Para Venegas, um outro importante freio ao desenvolvimento do mercado de ILS na América Latina é o raciocínio tradicionalmente utilizado pelas seguradoras para comprar resseguros na região.

Segundo esse argumento, os responsáveis pelas transferências ao mercado de resseguro seguem sem mostrar muito interesse por soluções criativas para a diversificação do portfólio de riscos das empresas. Mas isso tende a mudar na medida em que novas gerações de executivos assumem posições de destaque no setor.

“Gente com uma perspectiva mais arejada sobre como o resseguro pode ter um papel importante nas estratégias de gestão de capital de suas empresas estão chegando a posições em que serão capazes de avaliar a possibilidade de incorporar alternativas do mercado de capital como parte do arsenal de ferramentas de gestão de riscos”, disse Venegas.

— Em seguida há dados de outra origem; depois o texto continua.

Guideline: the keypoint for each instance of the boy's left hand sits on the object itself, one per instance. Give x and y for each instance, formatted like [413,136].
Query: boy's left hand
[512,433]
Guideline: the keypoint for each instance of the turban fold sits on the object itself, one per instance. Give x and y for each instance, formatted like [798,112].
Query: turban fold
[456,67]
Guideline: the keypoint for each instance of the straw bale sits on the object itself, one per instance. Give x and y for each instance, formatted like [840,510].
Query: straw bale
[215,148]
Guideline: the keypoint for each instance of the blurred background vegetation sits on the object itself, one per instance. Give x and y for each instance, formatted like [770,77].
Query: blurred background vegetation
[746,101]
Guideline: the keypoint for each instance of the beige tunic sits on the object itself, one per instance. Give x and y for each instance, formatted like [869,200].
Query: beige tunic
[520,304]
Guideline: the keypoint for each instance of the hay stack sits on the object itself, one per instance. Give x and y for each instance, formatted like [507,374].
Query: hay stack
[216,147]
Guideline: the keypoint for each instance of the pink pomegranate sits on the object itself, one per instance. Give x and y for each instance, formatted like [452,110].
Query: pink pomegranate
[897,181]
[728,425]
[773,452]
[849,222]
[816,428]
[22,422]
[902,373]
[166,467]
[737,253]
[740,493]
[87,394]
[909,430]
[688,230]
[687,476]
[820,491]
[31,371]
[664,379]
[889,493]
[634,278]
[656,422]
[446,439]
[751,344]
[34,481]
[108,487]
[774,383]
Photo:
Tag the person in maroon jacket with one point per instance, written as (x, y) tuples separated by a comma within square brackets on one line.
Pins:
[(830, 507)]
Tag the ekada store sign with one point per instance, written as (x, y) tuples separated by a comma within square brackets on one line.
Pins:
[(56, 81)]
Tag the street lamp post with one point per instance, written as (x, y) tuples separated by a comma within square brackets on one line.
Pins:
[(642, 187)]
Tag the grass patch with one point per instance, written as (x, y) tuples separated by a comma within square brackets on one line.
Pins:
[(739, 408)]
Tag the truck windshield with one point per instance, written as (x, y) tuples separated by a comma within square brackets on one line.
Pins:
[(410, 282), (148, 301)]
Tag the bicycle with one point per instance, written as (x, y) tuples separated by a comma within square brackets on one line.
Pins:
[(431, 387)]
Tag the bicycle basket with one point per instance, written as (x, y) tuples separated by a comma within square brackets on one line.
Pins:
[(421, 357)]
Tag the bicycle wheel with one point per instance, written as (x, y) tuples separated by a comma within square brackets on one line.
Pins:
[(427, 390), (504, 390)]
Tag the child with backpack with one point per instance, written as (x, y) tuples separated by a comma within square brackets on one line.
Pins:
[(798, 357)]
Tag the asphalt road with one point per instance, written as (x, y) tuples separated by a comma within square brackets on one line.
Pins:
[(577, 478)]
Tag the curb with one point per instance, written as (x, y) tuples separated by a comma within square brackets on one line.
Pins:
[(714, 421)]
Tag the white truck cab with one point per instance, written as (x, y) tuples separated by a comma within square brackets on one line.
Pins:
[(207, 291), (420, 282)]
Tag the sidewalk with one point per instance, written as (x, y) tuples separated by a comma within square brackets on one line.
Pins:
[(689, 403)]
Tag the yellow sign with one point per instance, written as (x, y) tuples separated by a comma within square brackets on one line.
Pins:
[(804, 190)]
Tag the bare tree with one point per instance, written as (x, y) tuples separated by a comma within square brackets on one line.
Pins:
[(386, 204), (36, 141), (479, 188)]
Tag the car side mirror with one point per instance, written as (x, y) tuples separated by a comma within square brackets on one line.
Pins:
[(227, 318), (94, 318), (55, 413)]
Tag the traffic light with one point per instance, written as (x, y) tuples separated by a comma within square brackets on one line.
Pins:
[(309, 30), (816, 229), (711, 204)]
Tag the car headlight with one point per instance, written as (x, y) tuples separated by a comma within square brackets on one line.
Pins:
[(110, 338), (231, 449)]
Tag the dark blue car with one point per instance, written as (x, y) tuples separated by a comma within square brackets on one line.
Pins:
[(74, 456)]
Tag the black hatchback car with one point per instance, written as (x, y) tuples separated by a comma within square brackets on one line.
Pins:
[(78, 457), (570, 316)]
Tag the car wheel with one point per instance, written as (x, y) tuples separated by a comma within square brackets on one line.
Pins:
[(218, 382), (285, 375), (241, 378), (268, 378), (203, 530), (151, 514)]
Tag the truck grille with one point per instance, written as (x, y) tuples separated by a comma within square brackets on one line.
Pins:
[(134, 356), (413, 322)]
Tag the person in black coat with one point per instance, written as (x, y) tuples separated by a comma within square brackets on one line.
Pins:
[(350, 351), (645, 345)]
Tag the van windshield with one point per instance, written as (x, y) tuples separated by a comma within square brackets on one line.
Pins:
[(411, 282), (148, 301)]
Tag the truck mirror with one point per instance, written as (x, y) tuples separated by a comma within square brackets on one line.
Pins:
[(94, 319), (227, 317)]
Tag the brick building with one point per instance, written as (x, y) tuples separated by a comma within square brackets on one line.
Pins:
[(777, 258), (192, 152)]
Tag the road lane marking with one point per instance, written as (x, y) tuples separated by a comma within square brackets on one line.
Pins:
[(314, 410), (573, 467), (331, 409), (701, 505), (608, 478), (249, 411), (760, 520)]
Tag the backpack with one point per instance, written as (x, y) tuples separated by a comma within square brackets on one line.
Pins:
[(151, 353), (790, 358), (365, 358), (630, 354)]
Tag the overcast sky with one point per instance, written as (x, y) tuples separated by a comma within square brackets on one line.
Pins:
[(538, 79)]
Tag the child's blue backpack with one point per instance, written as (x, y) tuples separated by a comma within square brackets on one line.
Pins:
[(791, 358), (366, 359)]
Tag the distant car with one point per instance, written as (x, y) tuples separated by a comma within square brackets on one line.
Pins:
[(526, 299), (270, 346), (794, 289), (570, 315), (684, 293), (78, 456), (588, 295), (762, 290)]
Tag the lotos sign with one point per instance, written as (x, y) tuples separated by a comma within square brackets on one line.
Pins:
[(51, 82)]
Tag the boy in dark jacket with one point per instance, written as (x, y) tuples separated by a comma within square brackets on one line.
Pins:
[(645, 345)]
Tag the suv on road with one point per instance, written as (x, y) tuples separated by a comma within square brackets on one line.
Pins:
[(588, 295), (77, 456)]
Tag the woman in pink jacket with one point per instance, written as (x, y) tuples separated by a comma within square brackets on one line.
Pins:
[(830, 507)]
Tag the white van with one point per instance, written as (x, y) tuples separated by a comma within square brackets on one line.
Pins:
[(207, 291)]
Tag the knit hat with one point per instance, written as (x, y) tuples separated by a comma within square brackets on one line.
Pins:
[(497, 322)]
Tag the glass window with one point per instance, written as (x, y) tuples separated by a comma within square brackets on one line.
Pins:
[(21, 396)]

Especialistas também veem dificuldades na hora de chegar a valores competitivos, tanto para emissores quanto para investidores, para produtos ILS ligados a riscos catastróficos na América Latina. Mas corretores consultados por Risco Seguro Brasil afirmaram que já é possível tentar estruturar transações nas atuais condições de mercado.

Attoh-Okine, porém, vê poucas possibilidades de que entidades do setor privado, por exemplo, comecem a utilizar esses instrumentos na América Latina no curto prazo.